The Two Cultures of Stats

article philosophical 2001

There are two cultures in the use of statistical modeling to reach conclusions from data. One assumes that the data are generated by a given stochastic data model. The other uses algorithmic models and treats the data mechanism as unknown.

This paper appeared August 2001 in “Statistical Science” volume 16 and was written by Prof. Leo Breiman († Juli 5, 2005), a statistician at the University of California, Berkeley.

1. Introduction

There are two cultures in the statistical modeling of data. The traditional Data Modeling Culture assumes that the data are generated by a certain stochastic mechanism, a model. The Algorithmic Modeling Culture treats the mechanism as unknown and seeks to find a formula that operates on the data.

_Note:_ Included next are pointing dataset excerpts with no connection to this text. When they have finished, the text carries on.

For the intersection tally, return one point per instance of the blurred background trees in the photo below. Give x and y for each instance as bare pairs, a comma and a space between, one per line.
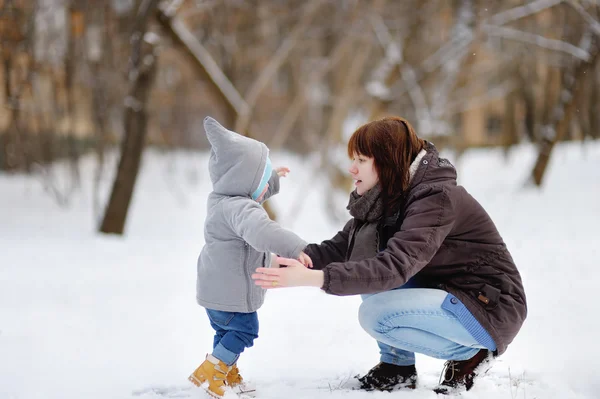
85, 76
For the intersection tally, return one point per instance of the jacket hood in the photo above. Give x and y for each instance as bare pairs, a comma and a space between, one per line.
431, 169
236, 163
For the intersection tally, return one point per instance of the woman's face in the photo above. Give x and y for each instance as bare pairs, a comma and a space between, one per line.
363, 172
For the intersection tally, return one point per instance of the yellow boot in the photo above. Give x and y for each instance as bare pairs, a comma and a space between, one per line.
234, 378
213, 371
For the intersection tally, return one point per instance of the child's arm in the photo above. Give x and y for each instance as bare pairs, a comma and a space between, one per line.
251, 222
274, 181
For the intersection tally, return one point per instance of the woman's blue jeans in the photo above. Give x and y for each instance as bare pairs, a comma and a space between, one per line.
405, 321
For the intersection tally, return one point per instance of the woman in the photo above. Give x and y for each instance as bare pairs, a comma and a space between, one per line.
441, 279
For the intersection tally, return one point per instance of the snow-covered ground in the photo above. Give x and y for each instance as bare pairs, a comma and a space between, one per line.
90, 316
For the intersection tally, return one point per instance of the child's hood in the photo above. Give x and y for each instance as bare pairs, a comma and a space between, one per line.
236, 162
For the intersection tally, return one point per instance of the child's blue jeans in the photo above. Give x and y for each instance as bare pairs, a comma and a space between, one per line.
234, 332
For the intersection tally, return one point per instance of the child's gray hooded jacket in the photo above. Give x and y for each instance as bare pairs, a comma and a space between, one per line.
239, 235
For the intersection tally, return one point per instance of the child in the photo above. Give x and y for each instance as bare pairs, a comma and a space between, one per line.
239, 237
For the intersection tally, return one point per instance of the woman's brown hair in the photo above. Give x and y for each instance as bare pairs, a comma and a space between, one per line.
394, 145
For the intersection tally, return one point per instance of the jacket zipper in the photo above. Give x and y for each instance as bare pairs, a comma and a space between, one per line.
248, 279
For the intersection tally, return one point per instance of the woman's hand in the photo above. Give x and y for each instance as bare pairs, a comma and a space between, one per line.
294, 275
282, 171
305, 259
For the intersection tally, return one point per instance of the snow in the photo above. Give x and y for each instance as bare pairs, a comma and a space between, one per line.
90, 316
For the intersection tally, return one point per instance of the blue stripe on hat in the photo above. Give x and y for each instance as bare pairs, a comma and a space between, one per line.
265, 179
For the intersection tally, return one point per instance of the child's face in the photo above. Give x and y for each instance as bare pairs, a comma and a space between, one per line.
262, 194
363, 172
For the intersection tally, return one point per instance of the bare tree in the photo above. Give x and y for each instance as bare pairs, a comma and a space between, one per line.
142, 68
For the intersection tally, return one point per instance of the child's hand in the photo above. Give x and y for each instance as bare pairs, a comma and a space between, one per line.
305, 260
282, 171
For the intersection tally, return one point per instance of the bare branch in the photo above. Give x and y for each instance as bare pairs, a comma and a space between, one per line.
526, 37
522, 11
274, 64
594, 24
202, 55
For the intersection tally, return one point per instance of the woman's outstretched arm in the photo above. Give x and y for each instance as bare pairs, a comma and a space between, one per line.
334, 250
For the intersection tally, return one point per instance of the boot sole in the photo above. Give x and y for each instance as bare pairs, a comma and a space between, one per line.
192, 378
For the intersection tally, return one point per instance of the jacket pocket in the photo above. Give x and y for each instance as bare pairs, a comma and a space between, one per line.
488, 296
219, 317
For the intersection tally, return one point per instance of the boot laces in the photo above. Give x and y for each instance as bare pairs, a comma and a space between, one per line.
450, 368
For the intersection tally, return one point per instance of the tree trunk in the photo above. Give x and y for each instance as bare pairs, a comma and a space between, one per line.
141, 72
563, 113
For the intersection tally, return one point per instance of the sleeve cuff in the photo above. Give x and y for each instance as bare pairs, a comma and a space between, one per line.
326, 280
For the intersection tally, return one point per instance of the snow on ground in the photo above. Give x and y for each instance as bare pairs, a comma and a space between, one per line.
89, 316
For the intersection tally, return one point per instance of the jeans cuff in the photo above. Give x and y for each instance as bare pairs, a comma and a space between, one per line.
391, 359
225, 355
466, 355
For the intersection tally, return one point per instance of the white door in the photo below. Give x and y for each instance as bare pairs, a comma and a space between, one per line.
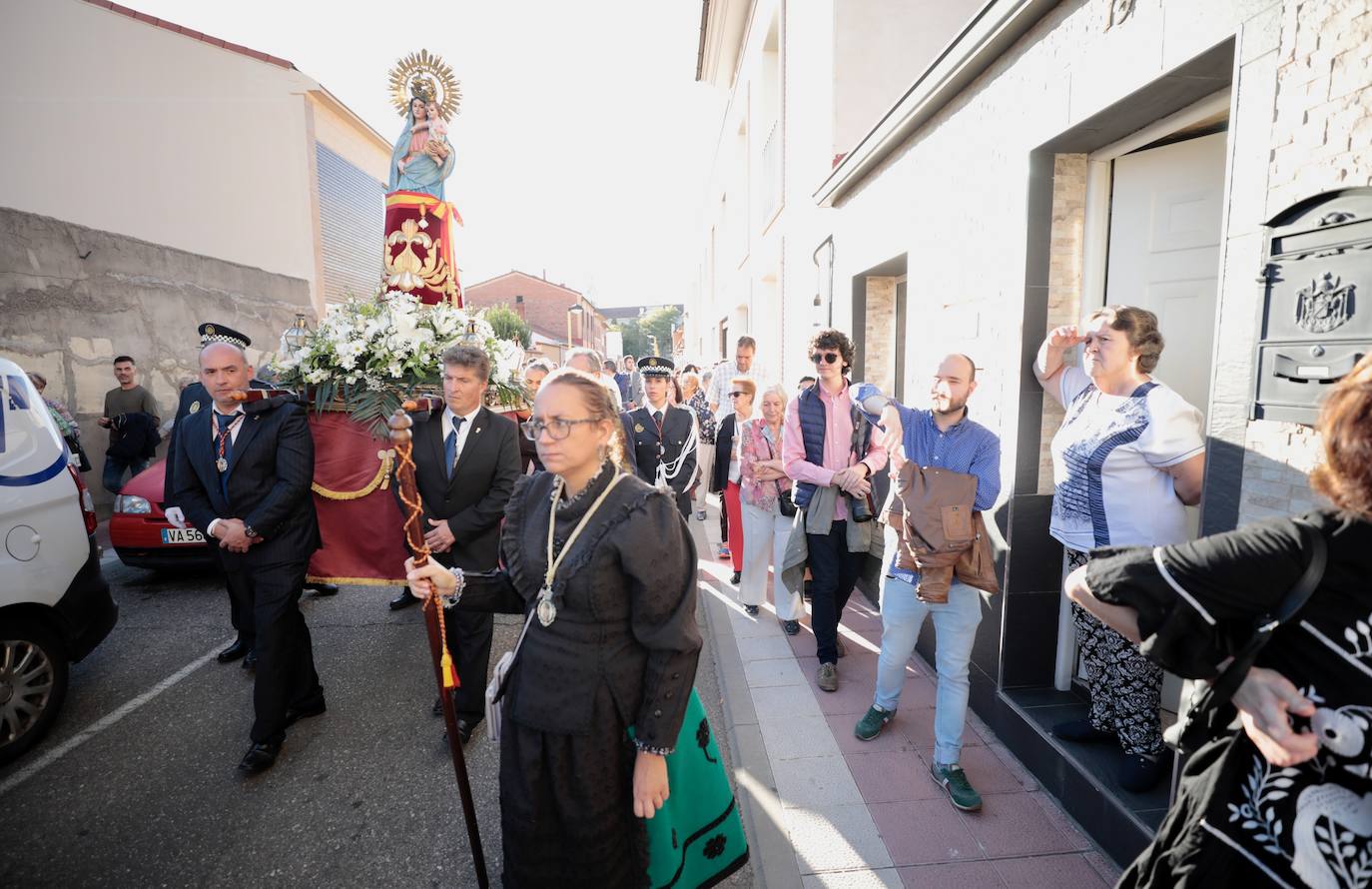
1165, 216
1166, 208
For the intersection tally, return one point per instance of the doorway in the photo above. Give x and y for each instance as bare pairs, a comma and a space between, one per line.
1166, 209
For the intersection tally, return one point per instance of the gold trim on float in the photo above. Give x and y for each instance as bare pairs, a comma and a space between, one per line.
380, 480
355, 580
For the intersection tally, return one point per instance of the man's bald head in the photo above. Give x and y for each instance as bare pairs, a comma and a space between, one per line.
955, 381
220, 352
224, 370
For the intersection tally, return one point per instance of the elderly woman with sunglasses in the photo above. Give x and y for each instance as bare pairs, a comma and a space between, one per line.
605, 569
729, 470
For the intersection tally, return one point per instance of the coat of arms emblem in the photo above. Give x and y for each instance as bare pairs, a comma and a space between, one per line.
1324, 305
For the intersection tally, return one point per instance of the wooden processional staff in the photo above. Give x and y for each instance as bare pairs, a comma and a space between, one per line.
443, 672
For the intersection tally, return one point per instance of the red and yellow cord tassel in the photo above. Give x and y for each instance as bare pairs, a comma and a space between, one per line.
448, 672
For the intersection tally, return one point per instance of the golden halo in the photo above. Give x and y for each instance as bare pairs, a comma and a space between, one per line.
424, 74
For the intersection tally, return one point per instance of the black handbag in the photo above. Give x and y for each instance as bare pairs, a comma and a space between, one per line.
1211, 709
788, 505
861, 507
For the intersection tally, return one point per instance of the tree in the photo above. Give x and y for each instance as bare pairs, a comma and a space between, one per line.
506, 324
635, 344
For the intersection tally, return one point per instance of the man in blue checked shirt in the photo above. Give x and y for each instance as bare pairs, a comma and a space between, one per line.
942, 437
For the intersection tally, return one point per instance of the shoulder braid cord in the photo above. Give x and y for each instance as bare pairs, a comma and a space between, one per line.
667, 470
413, 510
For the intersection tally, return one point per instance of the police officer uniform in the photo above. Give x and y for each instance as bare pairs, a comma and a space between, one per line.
661, 442
194, 400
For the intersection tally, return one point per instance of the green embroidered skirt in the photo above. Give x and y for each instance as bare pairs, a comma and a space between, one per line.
697, 837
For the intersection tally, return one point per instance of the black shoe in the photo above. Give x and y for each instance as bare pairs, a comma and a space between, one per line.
1139, 772
260, 757
312, 707
235, 650
403, 599
1081, 731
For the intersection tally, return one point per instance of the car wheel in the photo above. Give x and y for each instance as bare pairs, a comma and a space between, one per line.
33, 683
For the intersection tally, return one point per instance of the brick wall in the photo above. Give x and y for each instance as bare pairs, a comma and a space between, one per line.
1321, 128
1069, 213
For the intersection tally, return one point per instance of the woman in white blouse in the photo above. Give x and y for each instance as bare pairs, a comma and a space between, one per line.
1126, 461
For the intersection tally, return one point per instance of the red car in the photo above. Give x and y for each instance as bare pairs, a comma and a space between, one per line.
142, 535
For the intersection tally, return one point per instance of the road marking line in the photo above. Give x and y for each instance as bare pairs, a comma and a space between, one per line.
105, 722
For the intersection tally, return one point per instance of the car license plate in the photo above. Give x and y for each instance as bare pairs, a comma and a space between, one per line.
182, 535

2. The Data Modeling Culture

The Data Modeling Culture is characterized by:

  • Assumption of a stochastic mechanism that generates data
  • Maximum likelihood estimation
  • Hypothesis testing and p-values
  • Focus on parameters and their significance

2.1 Example: Linear Regression

\begin{equation} y = X\beta + \epsilon \end{equation}

Where $\epsilon \sim N(0, \sigma^2 I)$. The focus is on estimating $\beta$ and establishing statistical significance.

3. The Algorithmic Modeling Culture

The Algorithmic Modeling Culture is characterized by:

  • Focus on predictive accuracy
  • Complex models like neural networks and random forests
  • Validation on test data
  • Black-box methodology

The Algorithmic approach doesn’t make assumptions about the data-generating mechanism and instead focuses on finding algorithms that work well in practice.